In the past we’ve stated that bloggers are the new city branders, and that’s actually what Colville-Andersen has put into practice for Copenhagen by promoting the Danish capital as one of the world’s major bicycle capitals. Now the blogger also seems to become a new-style city planner, bringing self-initiated projects to the streets, for real.
After spending several years lobbying for (better) bicycle infrastructure in cities, Colville-Andersen must have noticed that a lot of cities have cold feet. The Copenhagenize Flow is a pre-fabricated, recycled modular system that clicks easily together in order to create separated cycle tracks of adjustable widths and unlimited lengths. It’s very easy, cost-effective and flexible to implement. City governments can kickstart their bicycle infrastructure network at a fraction of the price and test the results in modal shift and safety.
The system will be offered together with the expertise of the blogger and bicycle ambassador regarding how and where to implement the track. Installing Flow is as easy as building something with LEGO. A small team of people will be able to install 1 kilometer in one day, and a larger team will just make it go quicker and farther. No road workers are needed — even families with children can participate in the process, which makes the neighborhood co-owner of the idea of the new bike lane.
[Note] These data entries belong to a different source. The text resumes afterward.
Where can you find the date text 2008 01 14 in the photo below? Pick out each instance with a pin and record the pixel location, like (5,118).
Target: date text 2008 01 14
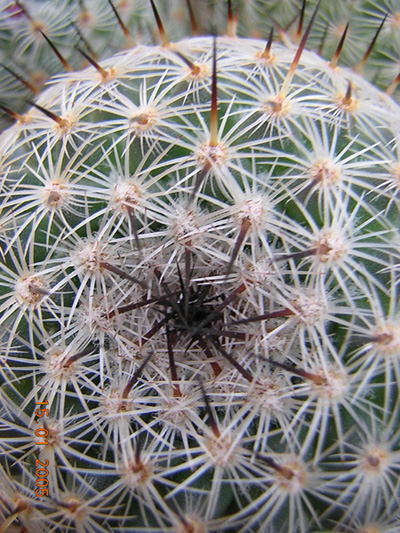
(41,471)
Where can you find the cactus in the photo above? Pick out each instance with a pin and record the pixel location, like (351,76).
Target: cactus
(30,28)
(199,295)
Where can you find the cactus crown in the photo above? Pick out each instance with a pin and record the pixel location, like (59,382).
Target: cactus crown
(199,309)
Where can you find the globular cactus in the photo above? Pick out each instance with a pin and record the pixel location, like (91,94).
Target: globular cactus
(31,29)
(199,296)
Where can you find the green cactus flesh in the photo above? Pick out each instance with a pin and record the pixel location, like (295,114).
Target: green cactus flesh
(199,310)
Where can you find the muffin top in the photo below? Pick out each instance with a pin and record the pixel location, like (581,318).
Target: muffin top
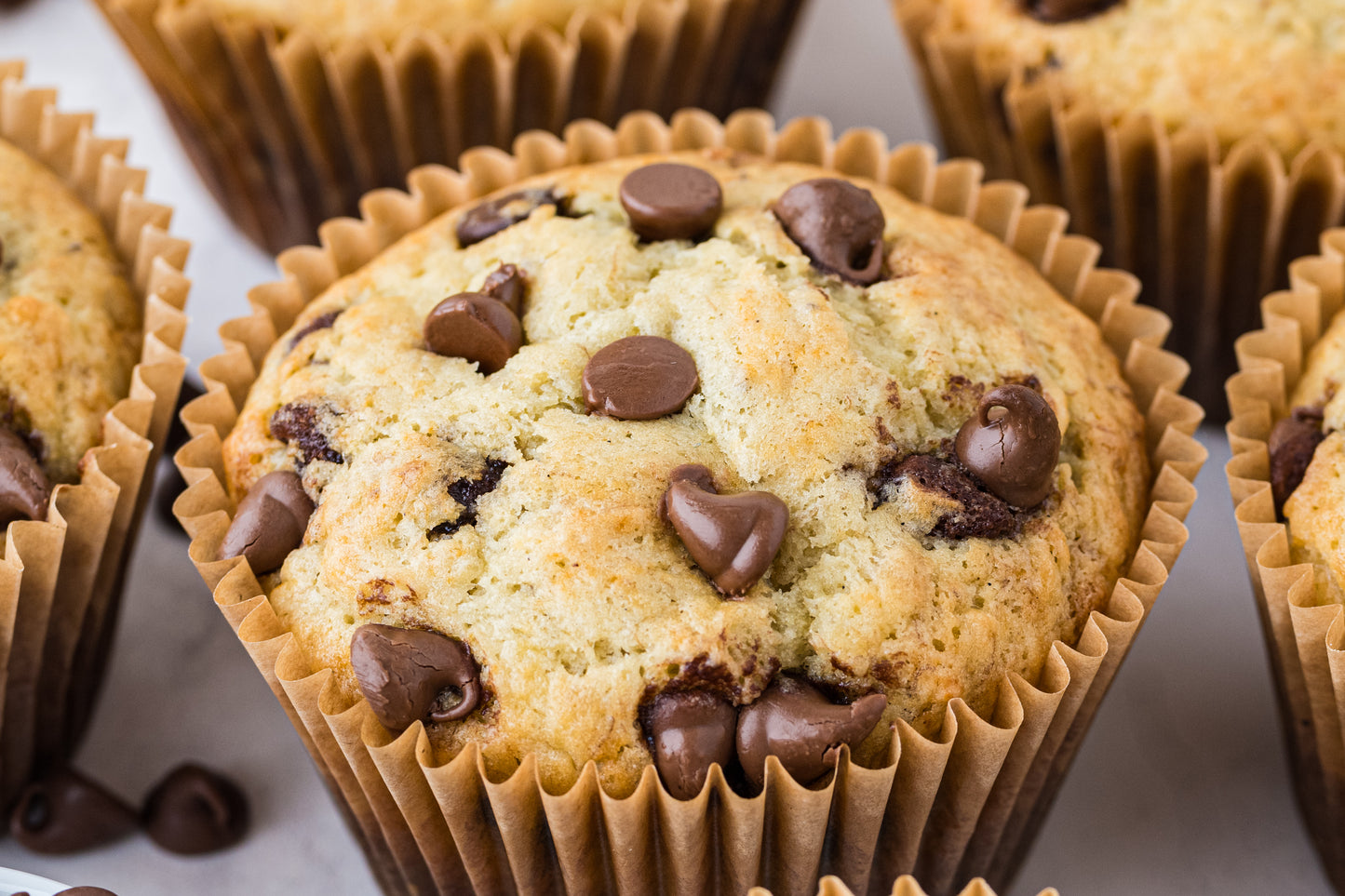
(786,486)
(1238,66)
(69,320)
(336,20)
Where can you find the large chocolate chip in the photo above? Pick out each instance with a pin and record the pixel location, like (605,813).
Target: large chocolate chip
(639,379)
(24,490)
(474,328)
(67,813)
(269,524)
(1013,444)
(795,723)
(494,216)
(838,226)
(401,672)
(195,810)
(732,539)
(670,201)
(1291,446)
(692,730)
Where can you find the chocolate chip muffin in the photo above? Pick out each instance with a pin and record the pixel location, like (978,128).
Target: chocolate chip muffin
(70,331)
(685,459)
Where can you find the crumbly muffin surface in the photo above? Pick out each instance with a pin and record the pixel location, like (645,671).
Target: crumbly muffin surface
(1239,66)
(553,563)
(69,320)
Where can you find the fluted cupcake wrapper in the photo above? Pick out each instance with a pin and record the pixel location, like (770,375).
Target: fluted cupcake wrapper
(1208,230)
(61,579)
(289,132)
(962,803)
(1306,642)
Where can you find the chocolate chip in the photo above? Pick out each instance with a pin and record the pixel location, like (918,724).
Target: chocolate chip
(506,284)
(195,810)
(401,673)
(494,216)
(795,723)
(837,225)
(474,328)
(24,490)
(691,730)
(298,425)
(269,524)
(639,379)
(732,539)
(1291,446)
(67,813)
(978,515)
(1012,444)
(670,201)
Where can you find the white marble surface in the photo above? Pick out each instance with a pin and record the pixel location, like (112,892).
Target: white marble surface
(1179,787)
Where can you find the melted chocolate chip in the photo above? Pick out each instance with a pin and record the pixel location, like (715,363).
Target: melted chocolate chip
(639,379)
(670,201)
(67,813)
(494,216)
(797,724)
(24,490)
(837,225)
(298,424)
(401,672)
(195,810)
(269,524)
(475,328)
(732,539)
(1291,446)
(691,730)
(1013,444)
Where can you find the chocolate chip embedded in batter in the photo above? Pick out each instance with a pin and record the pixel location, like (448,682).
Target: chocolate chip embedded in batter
(837,225)
(1013,444)
(24,490)
(494,216)
(795,723)
(401,673)
(475,328)
(639,379)
(732,539)
(1291,446)
(691,730)
(195,810)
(269,524)
(670,201)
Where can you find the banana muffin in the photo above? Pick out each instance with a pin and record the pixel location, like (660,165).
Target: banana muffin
(686,459)
(70,331)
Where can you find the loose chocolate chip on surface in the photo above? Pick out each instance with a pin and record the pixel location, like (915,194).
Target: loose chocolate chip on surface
(494,216)
(795,723)
(24,490)
(269,524)
(1013,444)
(195,810)
(67,813)
(691,730)
(670,201)
(639,379)
(732,539)
(401,672)
(1291,446)
(837,225)
(475,328)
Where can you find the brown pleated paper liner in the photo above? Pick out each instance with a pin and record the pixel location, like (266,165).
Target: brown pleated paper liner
(1208,230)
(61,579)
(961,805)
(289,132)
(1306,642)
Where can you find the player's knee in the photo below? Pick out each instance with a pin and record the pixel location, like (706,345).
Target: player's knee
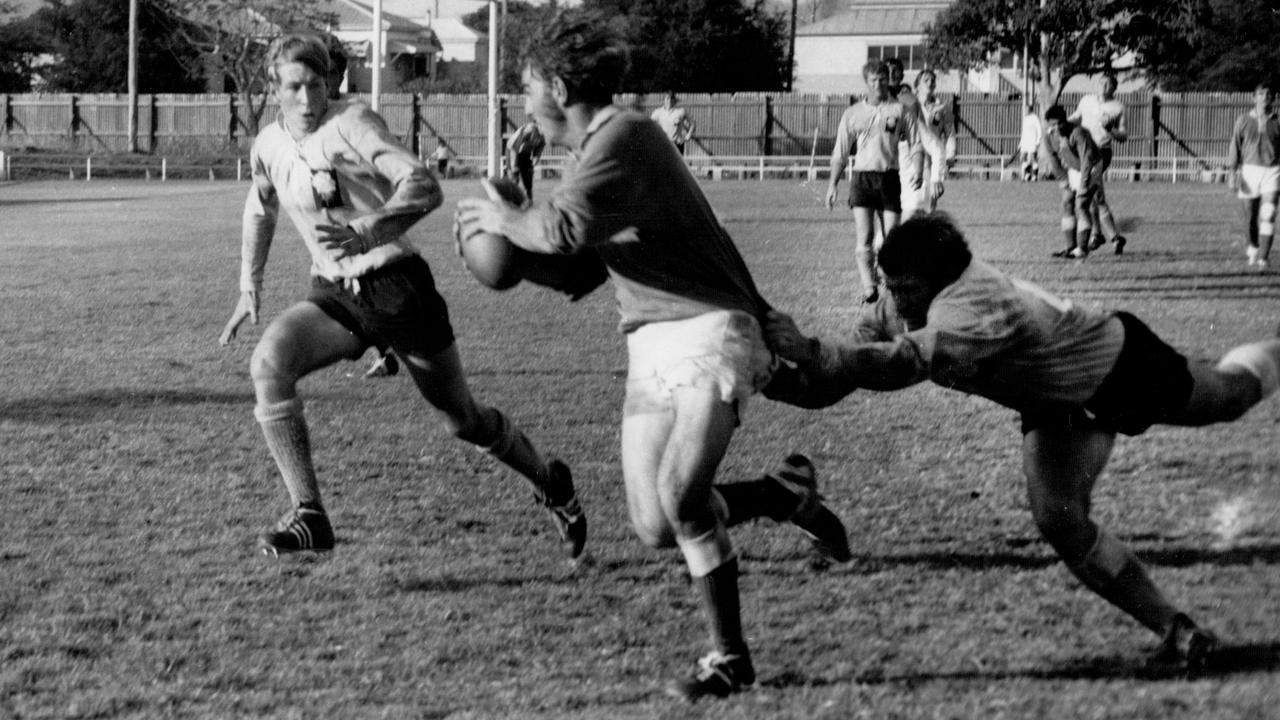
(269,365)
(652,528)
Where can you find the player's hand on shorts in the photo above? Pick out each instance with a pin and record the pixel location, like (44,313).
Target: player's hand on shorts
(246,309)
(785,338)
(339,241)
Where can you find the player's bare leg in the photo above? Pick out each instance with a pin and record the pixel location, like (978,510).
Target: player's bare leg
(443,383)
(1249,210)
(1061,468)
(301,340)
(1266,228)
(864,253)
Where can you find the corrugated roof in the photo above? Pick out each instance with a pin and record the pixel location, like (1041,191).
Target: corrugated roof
(888,18)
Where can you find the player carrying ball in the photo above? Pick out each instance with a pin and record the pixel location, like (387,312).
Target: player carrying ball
(691,317)
(352,191)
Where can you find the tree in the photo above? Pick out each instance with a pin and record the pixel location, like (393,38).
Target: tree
(521,19)
(86,37)
(679,45)
(1064,37)
(232,37)
(703,45)
(17,48)
(1235,48)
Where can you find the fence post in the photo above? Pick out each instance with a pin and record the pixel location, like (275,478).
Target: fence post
(768,128)
(74,127)
(1155,126)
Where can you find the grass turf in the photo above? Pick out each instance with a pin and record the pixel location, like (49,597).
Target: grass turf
(133,482)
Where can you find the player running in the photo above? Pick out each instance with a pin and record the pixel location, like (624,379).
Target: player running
(352,191)
(690,313)
(1077,377)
After the pilot has finished, the system can be easily removed and installed in another place.
The reason to launch this project is the strong believe that the people of Copenhagenize have in the advantages of cycling as main mode of transportation cities, which is made clear through some stunning facts on the Flow website.
“Separated bicycle infrastructure encourages cycling like nothing else. It’s that simple. Installation of cycle tracks on streets increase cycling by 10% in Copenhagen. In Emerging Bicycle Cities, that number is far greater. We know that Best Practice design is the only way forward. Copenhagen-style, separated infrastructure is an evidence-based success over a century in the making. There are countless benefits to increasing the number of citizens on bicycles. Cities that take cycling seriously stand to reap fantastic socio-economic rewards. For example: €233 million is the net societal gain thanks to the cycling citizens in Copenhagen. € 0.23 is the net profit for every kilometre cycled in Copenhagen. € 0.16 net loss for every kilometer driven in the city.”